Med Center Research Associate receives NSF grant to help fight Ebola

What if everyone in Nigeria had a smartphone with an app where they could input abnormal health symptoms? What if health care workers could monitor all the information in real time, and direct resources to people and places before an Ebola outbreak got out of control?


Solomon Abiola, MS, is hoping to answer these questions, at least on a very small scale, in the next few months.

A research associate in the Medical Center, Abiola recently received a $130,000 grant from the National Science Foundation to develop a smartphone app that can track the symptoms of a population in real time. He leaves for Nigeria to begin implementing his idea in the next month.

The app works like this: A cellphone user living in a region with a dangerous epidemic downloads the program. Every morning, the app sends the person a series of questions about how they are feeling and prompts them to seek help if certain criteria are met.

“So a big component for Ebola was your temperature,” said Abiola. “The app could ask ‘Do you have a fever?’ and if you answered that your fever was 103, it would tell you to come in and get screened. That way you can get in front of a health care worker instead of waiting, which might cause you to spread your disease to your family or anyone else you encounter.”

The grant covers a field study with up to 200 participants. Health-related studies that track cellphone data in an attempt to map a population have been done before, said Abiola, but previous studies have been done retroactively, which can create legal issues and issues of informed consent.

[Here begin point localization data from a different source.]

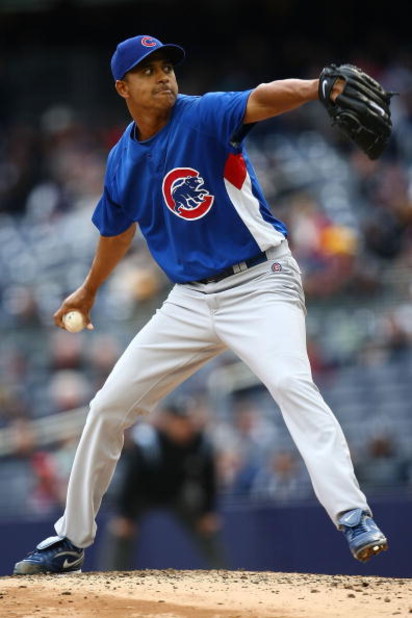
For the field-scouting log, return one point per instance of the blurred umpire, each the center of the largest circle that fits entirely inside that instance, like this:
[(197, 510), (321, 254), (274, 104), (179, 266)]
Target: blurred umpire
[(169, 463)]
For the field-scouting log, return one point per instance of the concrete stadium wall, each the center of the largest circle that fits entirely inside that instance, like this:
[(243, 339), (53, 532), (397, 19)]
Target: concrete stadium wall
[(286, 539)]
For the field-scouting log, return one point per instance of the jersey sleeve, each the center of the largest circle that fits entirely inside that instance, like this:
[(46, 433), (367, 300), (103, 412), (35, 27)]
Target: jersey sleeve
[(110, 218), (221, 114)]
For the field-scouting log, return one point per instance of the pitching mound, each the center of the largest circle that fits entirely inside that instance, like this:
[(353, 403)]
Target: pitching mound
[(203, 594)]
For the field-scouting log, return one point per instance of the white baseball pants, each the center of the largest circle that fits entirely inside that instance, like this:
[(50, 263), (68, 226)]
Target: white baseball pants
[(259, 314)]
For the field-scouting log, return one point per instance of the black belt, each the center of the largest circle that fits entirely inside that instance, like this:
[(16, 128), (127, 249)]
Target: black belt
[(236, 268)]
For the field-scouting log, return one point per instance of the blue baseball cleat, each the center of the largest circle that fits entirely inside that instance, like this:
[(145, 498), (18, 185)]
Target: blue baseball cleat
[(363, 535), (55, 554)]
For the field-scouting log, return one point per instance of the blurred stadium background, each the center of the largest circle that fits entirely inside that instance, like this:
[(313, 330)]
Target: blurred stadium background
[(350, 224)]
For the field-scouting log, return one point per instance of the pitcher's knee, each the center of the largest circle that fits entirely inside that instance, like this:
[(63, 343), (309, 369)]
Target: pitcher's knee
[(284, 383), (106, 407)]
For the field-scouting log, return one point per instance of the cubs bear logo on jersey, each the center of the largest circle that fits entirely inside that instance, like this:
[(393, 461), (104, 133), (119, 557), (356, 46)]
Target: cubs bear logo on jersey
[(185, 194)]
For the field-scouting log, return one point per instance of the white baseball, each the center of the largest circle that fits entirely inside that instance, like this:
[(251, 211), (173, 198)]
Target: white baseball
[(74, 321)]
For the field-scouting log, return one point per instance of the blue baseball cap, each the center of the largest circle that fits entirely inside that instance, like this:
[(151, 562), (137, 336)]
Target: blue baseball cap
[(132, 51)]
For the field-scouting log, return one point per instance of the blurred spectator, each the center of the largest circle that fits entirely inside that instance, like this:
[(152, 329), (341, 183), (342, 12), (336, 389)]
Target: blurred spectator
[(169, 463), (283, 478), (383, 467)]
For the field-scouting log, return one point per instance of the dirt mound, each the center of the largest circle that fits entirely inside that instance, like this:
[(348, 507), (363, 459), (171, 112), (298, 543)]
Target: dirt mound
[(203, 594)]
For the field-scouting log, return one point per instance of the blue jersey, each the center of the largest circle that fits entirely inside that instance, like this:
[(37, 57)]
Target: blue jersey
[(191, 188)]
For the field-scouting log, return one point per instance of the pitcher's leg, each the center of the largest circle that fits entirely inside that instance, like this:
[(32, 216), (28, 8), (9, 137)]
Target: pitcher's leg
[(158, 359), (276, 353)]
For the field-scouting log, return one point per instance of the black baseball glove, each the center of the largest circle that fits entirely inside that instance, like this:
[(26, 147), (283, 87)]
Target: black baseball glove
[(362, 111)]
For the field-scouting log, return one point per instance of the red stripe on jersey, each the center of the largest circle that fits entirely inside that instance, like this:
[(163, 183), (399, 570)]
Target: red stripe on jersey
[(235, 170)]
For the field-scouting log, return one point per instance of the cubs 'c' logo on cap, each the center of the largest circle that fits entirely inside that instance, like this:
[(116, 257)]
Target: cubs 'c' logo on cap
[(147, 41), (185, 194)]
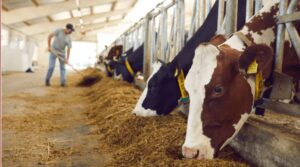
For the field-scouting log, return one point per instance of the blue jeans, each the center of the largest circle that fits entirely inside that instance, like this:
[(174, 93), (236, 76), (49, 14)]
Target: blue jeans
[(52, 61)]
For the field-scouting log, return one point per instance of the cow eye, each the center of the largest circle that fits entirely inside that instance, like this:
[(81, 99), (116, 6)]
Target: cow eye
[(218, 89)]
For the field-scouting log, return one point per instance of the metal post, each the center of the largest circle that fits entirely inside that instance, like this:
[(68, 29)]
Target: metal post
[(202, 11), (294, 36), (280, 38), (220, 15), (164, 33), (231, 17), (258, 5), (249, 9), (208, 7), (153, 40), (180, 29), (195, 19), (147, 64)]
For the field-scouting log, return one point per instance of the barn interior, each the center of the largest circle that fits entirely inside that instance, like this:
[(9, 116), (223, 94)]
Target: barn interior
[(88, 120)]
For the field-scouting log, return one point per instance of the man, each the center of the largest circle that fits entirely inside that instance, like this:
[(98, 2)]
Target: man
[(61, 40)]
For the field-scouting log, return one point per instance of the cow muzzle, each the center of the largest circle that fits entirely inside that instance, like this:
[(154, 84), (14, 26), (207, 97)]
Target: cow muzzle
[(195, 153)]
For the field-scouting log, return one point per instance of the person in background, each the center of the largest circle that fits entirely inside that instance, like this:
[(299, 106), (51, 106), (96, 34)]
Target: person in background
[(61, 40)]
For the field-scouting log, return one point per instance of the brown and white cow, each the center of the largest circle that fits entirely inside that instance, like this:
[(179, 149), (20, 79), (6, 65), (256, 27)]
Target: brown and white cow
[(221, 96)]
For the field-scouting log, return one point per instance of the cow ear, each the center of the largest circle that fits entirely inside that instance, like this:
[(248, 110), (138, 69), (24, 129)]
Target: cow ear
[(217, 40), (263, 54)]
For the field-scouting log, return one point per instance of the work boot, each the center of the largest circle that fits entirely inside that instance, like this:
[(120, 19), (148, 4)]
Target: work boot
[(47, 83)]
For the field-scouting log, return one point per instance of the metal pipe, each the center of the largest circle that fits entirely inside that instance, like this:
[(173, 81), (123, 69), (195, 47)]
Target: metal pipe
[(164, 34), (249, 9), (231, 17), (208, 7), (280, 38), (147, 64), (293, 33), (202, 11), (220, 14), (153, 41)]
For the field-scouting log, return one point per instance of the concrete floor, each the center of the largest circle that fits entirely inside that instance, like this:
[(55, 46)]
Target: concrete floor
[(46, 126)]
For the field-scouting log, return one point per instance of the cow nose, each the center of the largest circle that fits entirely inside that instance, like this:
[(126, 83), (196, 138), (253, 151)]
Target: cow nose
[(192, 153)]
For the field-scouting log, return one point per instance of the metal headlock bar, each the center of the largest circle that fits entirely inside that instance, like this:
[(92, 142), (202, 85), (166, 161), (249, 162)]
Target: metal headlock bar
[(283, 84)]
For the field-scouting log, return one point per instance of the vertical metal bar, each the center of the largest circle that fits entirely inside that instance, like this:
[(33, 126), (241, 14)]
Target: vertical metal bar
[(220, 14), (231, 17), (180, 26), (249, 9), (293, 33), (202, 11), (280, 38), (193, 21), (258, 5), (147, 64), (164, 34), (153, 41)]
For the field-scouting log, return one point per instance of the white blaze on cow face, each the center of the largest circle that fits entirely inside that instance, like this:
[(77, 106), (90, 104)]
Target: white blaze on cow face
[(139, 109), (204, 63)]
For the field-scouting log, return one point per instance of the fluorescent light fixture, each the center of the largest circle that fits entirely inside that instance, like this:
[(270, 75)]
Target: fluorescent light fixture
[(77, 2)]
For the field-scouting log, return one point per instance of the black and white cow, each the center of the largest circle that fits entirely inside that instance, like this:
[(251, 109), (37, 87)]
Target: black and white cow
[(128, 66), (162, 93)]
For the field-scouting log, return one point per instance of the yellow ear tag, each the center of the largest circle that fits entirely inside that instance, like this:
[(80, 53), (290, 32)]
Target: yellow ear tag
[(252, 69), (258, 85)]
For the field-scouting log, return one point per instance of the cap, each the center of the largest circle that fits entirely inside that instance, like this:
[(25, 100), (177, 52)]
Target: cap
[(70, 26)]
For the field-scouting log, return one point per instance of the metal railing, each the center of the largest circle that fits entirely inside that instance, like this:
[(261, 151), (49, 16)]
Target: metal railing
[(164, 41)]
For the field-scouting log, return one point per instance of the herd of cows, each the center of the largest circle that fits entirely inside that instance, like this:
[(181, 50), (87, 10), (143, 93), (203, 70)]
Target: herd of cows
[(220, 78)]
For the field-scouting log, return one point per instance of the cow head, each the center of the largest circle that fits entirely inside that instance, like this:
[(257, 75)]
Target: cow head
[(221, 98), (161, 93)]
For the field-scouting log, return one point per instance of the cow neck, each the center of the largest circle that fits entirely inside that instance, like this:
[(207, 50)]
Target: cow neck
[(129, 68), (252, 69), (180, 79)]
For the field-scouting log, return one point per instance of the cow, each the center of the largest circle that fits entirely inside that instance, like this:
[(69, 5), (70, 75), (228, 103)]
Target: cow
[(162, 91), (128, 66), (224, 81)]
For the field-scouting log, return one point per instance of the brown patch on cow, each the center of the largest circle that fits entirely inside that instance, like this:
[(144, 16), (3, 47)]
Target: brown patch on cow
[(221, 110), (218, 40), (263, 54), (261, 22)]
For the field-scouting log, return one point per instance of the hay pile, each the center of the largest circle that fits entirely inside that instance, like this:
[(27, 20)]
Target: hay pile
[(138, 141), (90, 77)]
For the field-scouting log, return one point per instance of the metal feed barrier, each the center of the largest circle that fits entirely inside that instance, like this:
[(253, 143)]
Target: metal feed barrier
[(163, 40)]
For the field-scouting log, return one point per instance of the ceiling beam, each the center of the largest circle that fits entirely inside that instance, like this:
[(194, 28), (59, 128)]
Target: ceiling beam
[(92, 10), (49, 19), (33, 12), (91, 29), (113, 6), (44, 27), (35, 3), (71, 14), (25, 22)]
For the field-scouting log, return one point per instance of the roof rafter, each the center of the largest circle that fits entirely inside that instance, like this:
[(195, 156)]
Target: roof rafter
[(33, 12), (35, 3), (44, 27), (113, 6)]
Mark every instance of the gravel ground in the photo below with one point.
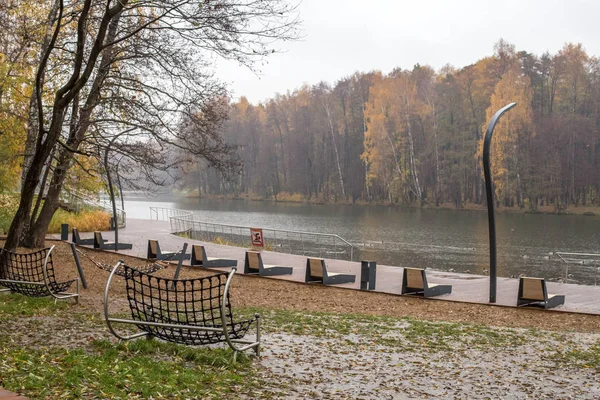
(357, 368)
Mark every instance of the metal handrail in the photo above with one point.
(563, 255)
(176, 216)
(272, 229)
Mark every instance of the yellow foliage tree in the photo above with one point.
(512, 133)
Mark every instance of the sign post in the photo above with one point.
(257, 238)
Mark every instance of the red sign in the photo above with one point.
(256, 237)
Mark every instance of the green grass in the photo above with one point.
(577, 356)
(15, 305)
(140, 369)
(382, 330)
(155, 369)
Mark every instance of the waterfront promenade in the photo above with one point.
(465, 287)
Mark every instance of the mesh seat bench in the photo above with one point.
(100, 243)
(32, 274)
(533, 292)
(155, 253)
(185, 311)
(316, 271)
(253, 264)
(414, 281)
(199, 258)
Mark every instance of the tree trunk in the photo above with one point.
(337, 157)
(32, 119)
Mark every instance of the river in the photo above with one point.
(447, 240)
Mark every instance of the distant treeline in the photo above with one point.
(415, 136)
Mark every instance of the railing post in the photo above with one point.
(489, 190)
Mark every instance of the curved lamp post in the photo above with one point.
(489, 190)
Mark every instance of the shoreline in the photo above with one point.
(590, 211)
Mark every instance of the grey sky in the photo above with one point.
(341, 37)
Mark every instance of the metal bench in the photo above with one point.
(199, 258)
(79, 241)
(32, 274)
(100, 243)
(414, 281)
(253, 264)
(316, 271)
(533, 292)
(155, 253)
(185, 311)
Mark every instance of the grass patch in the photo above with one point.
(140, 369)
(389, 331)
(580, 357)
(16, 305)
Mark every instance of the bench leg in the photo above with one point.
(257, 348)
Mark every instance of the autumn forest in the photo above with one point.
(414, 136)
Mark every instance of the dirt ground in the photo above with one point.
(251, 291)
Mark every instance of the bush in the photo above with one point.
(85, 221)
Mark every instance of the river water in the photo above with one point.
(447, 240)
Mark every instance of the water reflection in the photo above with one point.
(439, 239)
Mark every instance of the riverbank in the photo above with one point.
(592, 211)
(318, 342)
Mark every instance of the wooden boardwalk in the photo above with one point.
(465, 287)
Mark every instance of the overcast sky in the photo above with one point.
(345, 36)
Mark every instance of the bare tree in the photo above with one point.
(117, 65)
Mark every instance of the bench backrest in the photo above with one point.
(198, 254)
(196, 302)
(532, 289)
(315, 266)
(253, 260)
(152, 248)
(26, 267)
(414, 278)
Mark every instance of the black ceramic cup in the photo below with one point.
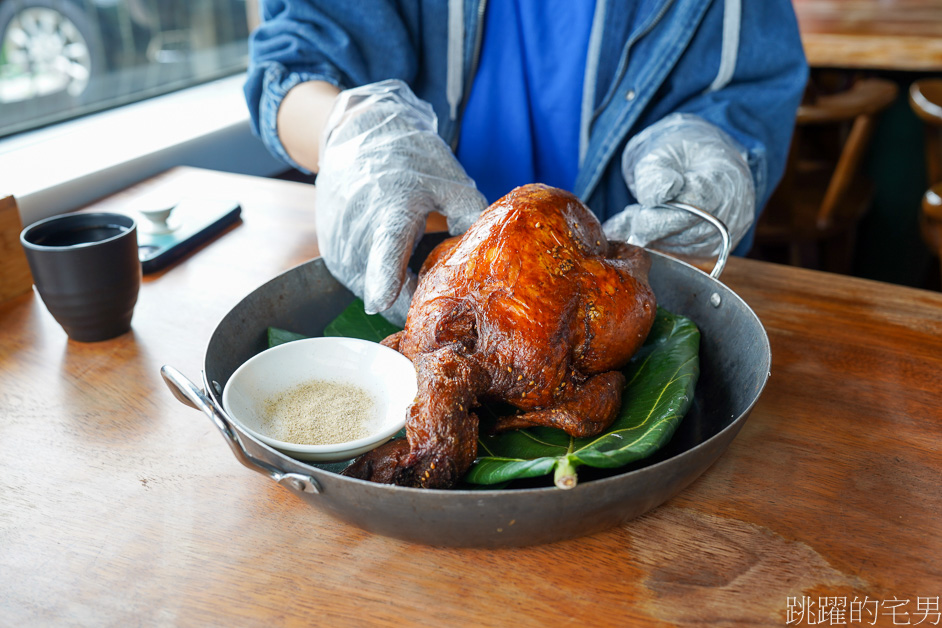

“A lot of studies that use cellphones are doing it passively. They’ll look at the cellphone tower information or, after the fact, they’ll download a bunch of data from a carrier, which can create other obstacles because none of those users have given consent to use their data,” said Abiola, who collaborated with Henry Kautz, Ph.D., Robin and Tim Wentworth Director of the Institute of Data Science, and Ray Dorsey, M.D., director of the Center for Human Experimental Therapeutics, on the grant.

“But through this, by downloading the app, you’ll be able to give informed consent, and the app will give health care providers real-time information.”

Though the Ebola crisis is one of the more pressing global health crisis he said that the app could potentially be used to track any future outbreak, or aid in current efforts to combat malaria and HIV/AIDS. In developing countries, where health care professionals are scarce, the app could be used to direct the limited health resources into regions that need it most. But in more developed countries, it could also be used as a form of telemedicine, allowing doctors to check in on patients who live in rural areas; or aid in tracking infectious diseases within the hospital system, such as MRSA and C. diff.